CHAPITRE VII
— Pas de temps à perdre, je dis. Lazlan m’a, laissé entendre qu’il avait donné l’alerte. Même s’il bluffait, nous devons filer. Appelle Moreau et Serval, Regnier !
— Ils doivent nous rejoindre ?
— Oui.
Boldan me désigne le juge :
— On l’emmène ?
— Bien sûr.
D’ailleurs, il ne résiste pas et nous l’entraînons sans difficulté, pendant que Regnier appelle le poste de garde au visiophone. Un escalier privé nous conduit à la terrasse au bout de laquelle un hélico des services de sécurité est en stationnement.
Au moment où nous débouchons, quatre hommes en jaillissent. Je sors mon désintégrateur, car ce n’est pas le moment de faire du sentiment et je les efface tous les quatre, à la seconde même où ils nous aperçoivent.
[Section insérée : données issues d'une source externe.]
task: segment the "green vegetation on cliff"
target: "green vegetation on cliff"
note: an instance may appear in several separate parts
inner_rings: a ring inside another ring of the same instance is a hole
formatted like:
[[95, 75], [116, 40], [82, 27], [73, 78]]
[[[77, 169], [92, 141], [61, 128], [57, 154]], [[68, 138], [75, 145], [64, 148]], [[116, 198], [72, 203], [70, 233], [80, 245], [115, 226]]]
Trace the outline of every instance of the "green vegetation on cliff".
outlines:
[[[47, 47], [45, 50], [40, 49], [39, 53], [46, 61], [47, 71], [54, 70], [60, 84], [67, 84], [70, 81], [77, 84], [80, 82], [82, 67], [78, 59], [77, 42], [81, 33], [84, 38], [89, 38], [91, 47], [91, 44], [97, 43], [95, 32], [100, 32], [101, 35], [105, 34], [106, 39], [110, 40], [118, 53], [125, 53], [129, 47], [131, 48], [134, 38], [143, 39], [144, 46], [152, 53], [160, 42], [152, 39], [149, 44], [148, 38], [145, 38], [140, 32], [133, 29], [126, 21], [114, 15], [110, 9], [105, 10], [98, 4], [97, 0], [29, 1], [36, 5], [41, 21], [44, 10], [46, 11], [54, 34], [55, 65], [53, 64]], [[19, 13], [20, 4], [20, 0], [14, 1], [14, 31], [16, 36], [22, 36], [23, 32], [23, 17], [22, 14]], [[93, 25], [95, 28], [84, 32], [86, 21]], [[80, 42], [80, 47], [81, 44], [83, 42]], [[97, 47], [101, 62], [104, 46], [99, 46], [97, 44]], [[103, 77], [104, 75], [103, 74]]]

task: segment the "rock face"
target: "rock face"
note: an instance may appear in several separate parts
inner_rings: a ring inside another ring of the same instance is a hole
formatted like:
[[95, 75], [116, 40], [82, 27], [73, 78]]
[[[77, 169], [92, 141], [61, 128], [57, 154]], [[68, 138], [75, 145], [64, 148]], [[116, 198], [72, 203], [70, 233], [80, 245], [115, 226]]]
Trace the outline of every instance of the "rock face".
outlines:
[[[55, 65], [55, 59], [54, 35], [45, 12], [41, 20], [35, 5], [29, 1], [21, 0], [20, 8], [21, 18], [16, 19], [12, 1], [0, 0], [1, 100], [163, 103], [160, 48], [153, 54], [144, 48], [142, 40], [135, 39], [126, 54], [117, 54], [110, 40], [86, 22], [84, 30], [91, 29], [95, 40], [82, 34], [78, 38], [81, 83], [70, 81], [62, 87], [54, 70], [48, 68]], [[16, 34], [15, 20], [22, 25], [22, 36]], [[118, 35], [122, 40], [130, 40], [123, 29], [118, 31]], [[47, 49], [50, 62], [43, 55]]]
— Gardez Lazlan, j’y vais.
Regnier vient de nous rejoindre. Je m’élance vers l’hélico qui doit encore contenir un policier. Oui. Il enregistre des ordres au visiophone de bord. Le paralyseur, pour celui-là, car je ne veux pas risquer d’abîmer les commandes.
Un signe et Boldan s’avance le premier, poussant le juge devant lui. Sur l’écran du visiophone l’officier qui assurait la communication a un geste de surprise en m’apercevant, puis il me fixe d’un regard furieux, comme pour bien marquer le souvenir de mes traits dans sa mémoire.
Je coupe le contact et m’installe au volant. Boldan et Lazlan viennent de monter à bord :
— Regnier attend les autres.
— J’espère qu’ils ne vont pas trop tarder. D’une seconde à l’autre des hélicos de la police vont se pointer dans toutes les directions.
Terrible, cette attente. Enfin, les pas de Regnier, de Moreau et de Serval martèlent le sol de la terrasse. Ils se hissent à bord et je lance l’hélico. Des sirènes mugissent interdisant toute circulation dans le ciel. Tous les hélicos privés savent ce que cela veut dire. Ils doivent se poser immédiatement sur la première terrasse.
Je prends le maximum de hauteur en tournant en rond sans chercher à m’éloigner.
— Le temps est couvert, ça nous donne une petite chance.
Déjà les nuages m’ont absorbé et aucun appareil de la police n’était en vue. J’attends d’avoir émergé pour foncer, en ligne droite en direction du quartier F. Altitude trois mille mètres. L’hélico tangue dangereusement car il n’est pas construit pour un tel plafond, mais je parviens à le maintenir en ligne de vol.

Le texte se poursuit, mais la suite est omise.